The PL distance was affected by the position of mandible, nasion and frontal bone. Jong-pleij et al. [23] pointed out that the PL distance above 4mm was an objective indicator to predict frontal bossing during the second and third trimester. Nevertheless, in our study we concluded that the PL distance of trisomy 21, trisomy 18 and CLP fetuses had no significant difference from the normal group. Therefore, PL distance was not the best ultrasound markers for trisomy 21, trisomy 18 and CLP during first trimester. This is consistent with Bakker et al. [10]. However, we need a large number of prospective studies to verify it.

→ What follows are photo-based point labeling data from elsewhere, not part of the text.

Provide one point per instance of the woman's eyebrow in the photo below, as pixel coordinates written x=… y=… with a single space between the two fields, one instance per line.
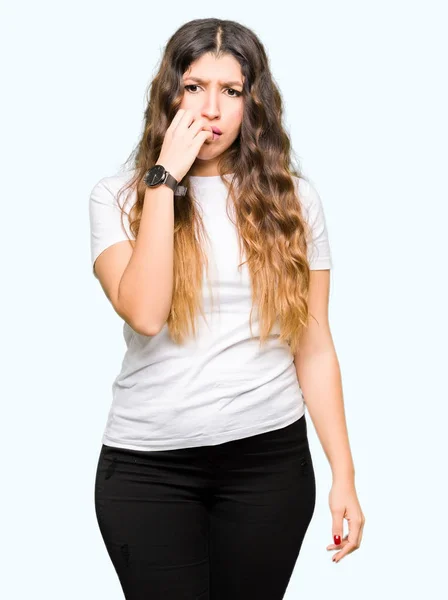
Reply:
x=204 y=81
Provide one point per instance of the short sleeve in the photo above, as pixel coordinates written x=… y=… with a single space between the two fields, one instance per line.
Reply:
x=319 y=252
x=106 y=227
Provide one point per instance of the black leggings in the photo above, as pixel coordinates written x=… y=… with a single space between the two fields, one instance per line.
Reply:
x=223 y=522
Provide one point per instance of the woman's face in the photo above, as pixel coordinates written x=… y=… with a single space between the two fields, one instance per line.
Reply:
x=217 y=97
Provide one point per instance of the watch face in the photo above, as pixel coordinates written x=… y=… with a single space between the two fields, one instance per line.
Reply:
x=155 y=175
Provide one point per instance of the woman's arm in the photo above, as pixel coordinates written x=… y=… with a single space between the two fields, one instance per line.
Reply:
x=319 y=377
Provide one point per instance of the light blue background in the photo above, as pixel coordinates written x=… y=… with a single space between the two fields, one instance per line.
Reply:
x=365 y=92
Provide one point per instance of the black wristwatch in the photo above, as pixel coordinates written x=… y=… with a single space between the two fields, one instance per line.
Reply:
x=158 y=175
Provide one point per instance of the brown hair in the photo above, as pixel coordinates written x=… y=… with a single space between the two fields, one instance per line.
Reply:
x=271 y=228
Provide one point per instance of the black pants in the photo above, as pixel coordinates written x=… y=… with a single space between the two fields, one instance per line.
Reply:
x=222 y=522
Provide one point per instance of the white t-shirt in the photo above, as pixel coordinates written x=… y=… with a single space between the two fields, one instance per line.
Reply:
x=221 y=386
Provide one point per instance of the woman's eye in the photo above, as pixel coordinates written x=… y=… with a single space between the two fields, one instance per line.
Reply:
x=192 y=85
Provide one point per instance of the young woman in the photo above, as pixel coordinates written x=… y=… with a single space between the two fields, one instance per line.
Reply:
x=218 y=261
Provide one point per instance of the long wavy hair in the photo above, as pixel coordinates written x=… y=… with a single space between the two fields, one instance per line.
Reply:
x=272 y=231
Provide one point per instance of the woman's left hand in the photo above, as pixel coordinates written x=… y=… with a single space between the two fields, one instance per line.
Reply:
x=344 y=504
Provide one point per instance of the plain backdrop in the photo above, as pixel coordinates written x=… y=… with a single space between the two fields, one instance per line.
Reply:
x=365 y=92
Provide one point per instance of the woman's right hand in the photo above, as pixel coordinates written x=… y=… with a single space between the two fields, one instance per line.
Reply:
x=183 y=140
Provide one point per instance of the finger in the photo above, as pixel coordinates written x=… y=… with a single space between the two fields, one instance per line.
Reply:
x=338 y=526
x=347 y=550
x=352 y=539
x=338 y=546
x=198 y=125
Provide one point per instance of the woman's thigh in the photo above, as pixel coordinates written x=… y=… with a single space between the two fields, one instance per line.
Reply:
x=152 y=517
x=263 y=502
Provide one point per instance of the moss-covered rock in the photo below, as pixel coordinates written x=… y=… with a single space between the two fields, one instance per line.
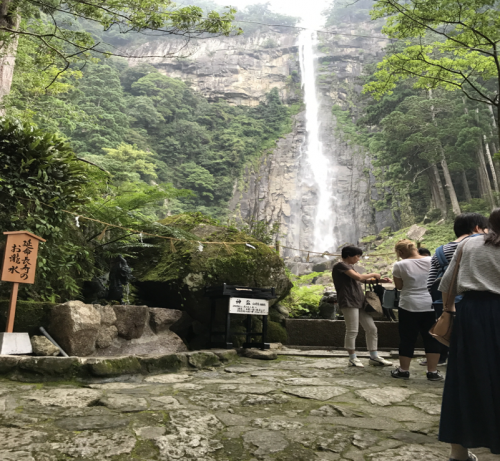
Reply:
x=115 y=366
x=30 y=316
x=276 y=333
x=176 y=275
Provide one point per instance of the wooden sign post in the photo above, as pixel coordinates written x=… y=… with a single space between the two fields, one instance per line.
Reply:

The main limitation of our study is the number of abnormal cases. It’s a bit less. A large multi centered prospective cohort study is required. Secondly, 6 cases of trisomy 21 and 1 case of trisomy 18 fetuses had absent or shortened nasal bone, and the other 14 cases of trisomy fetuses showed no obvious facial malformations. Thirdly, chromosomal analysis was not performed in 10 cases of CLP fetuses due to personal reasons, which limited the analysis of results to a extent. Additionally, 2D ultrasound images were used in this study. Some scholars considered that three-dimensional (3D) ultrasound could obtain a real standard mid-sagittal section through multi-plane mode [24]. However, numerous researches show that 2D ultrasound is the basis of 3D ultrasound reconstruction imaging and 10% of 3D reconstructed images could not be used for NT evaluation [25]. As a consequence, the measurement of facial markers by 2D ultrasound was easier for clinical application. Lastly, it was worth mentioning that the measurement of these facial markers was time-consuming and complicated. In the future, we will integrate artificial intelligence (AI) with these markers to promote the establishment of intelligent medical mode and increase the efficiency.